Abdou Ndoye

No. 15 – Urunani
- Position: Center
- League: Road to BAL

Personal information
- Born: 21 November 1989 (age 36) Dakar, Senegal
- Listed height: 7 ft 0 in (2.13 m)
- Listed weight: 240 lb (109 kg)

Career information
- High school: International School of Management (Dakar, Senegal)
- College: New Mexico State (2009–2011); East Texas A&M (2011–2013);
- NBA draft: 2013: undrafted
- Playing career: 2013–present

Career history
- 2014–2015: Kutaisi
- 2016: Apollon Limassol
- 2016: Metros de Santiago
- 2018: Halcones de Sonzacate
- 2022: AS Salé
- 2023: Bangui Sporting Club
- 2024: Cape Town Tigers
- 2024–present: Urunani

Career highlights
- BAL blocks leader (2024);

= Abdou Ndoye =

Senegalese basketball player

Mouhamadou Abdoulaye Ndoye (born 21 November 1989) is a Senegalese basketball player for Urunani of the Basketball Africa League (BAL). Standing at 2.13 m (7 ft 0 in), he is a center.

== College career ==
Ndoye was born in Dakar, and appeared in multiple basketball camps in South Africa. After graduating from Group Scholar Machala in 2007, and spending two years at the International School of Management, he played two seasons for the New Mexico State Aggies in the United States. He played in twelve games in his freshman season and scored his first basket in his sophomore season.

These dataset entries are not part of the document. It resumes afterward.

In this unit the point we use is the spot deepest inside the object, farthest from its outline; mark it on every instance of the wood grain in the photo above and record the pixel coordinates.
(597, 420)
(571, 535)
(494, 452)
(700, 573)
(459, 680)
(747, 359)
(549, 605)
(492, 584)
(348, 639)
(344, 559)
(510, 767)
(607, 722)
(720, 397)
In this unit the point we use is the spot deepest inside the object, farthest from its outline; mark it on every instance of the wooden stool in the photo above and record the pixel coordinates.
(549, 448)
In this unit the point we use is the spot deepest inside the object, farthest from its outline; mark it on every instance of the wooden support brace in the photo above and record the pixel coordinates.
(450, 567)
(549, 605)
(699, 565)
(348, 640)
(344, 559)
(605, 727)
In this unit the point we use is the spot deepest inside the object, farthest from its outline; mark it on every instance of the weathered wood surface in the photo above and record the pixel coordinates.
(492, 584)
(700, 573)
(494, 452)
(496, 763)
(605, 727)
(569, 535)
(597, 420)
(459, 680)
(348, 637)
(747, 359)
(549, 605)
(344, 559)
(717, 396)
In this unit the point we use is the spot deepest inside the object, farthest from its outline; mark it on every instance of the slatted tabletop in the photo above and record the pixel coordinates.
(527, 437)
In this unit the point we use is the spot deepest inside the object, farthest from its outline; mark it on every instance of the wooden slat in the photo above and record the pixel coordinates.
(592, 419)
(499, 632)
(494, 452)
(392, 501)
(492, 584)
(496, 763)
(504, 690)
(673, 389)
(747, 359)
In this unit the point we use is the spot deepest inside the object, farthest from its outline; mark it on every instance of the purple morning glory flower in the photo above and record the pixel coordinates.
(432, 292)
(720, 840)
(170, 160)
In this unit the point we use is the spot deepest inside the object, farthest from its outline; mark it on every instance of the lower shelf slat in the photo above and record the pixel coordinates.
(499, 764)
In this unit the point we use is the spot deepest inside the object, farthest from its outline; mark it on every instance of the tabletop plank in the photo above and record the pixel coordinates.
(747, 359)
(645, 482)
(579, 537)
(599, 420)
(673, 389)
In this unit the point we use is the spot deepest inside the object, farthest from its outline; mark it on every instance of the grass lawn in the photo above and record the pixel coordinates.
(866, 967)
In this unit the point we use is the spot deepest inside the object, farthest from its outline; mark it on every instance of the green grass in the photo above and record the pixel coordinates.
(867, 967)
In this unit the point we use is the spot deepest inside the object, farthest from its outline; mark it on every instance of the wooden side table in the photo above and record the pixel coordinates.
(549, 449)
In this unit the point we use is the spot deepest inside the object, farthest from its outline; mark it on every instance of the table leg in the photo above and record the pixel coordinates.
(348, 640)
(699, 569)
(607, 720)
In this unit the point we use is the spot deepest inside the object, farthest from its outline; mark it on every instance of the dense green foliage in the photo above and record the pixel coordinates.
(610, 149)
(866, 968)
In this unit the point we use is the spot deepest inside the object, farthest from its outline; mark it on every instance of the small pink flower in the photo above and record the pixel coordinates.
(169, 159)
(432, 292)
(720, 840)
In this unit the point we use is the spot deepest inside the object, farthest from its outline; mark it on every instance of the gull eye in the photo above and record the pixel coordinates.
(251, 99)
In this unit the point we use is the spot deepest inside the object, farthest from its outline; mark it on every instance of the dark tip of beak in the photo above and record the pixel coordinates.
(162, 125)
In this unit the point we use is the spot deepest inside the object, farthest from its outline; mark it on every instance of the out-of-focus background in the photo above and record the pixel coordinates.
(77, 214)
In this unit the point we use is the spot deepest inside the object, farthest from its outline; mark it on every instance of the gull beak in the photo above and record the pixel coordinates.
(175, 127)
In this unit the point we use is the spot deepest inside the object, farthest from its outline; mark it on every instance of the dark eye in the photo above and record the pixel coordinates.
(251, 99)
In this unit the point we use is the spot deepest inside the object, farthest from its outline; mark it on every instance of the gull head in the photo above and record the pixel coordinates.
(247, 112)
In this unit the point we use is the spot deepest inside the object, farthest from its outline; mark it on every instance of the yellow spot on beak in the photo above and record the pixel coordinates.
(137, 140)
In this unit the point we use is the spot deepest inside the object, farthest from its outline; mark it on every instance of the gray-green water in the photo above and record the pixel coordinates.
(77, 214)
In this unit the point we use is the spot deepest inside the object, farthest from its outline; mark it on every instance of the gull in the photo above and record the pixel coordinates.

He transferred to the Texas A&M–Commerce Lions in 2011 and led the Lone Star Conference in blocks in his first season. Ndoye was Texas A&M's defensive player of the year.

== Professional career ==
Ndoye played with Kutaisi 2010 of the Georgian Superliga in the 2014–15 season, averaging 6.6 points and 8.5 rebounds per game.

Ndoye was selected with the 16th pick of the 5th round of the 2015 NBA Development League draft by the Austin Spurs.

In 2016, he joined Apollon Limassol of the Cyprus Basketball Division A, before transferring to the Metros de Santiago in the Dominican Republic later that year.

In 2018, Ndoye played for the Halcones de Sonzacate in El Salvador.

Ndoye played with Bangui Sporting Club in the first round of the 2024 BAL qualification, averaging no points and 4 rebounds per game. In May 2024, he joined the Cape Town Tigers for the 2024 BAL playoffs. He led the league in blocks with 3.5 blocks per game.

In November 2024, Ndoye joined Burundian team Urunani ahead of the Elite 16 of the 2025 BAL qualification.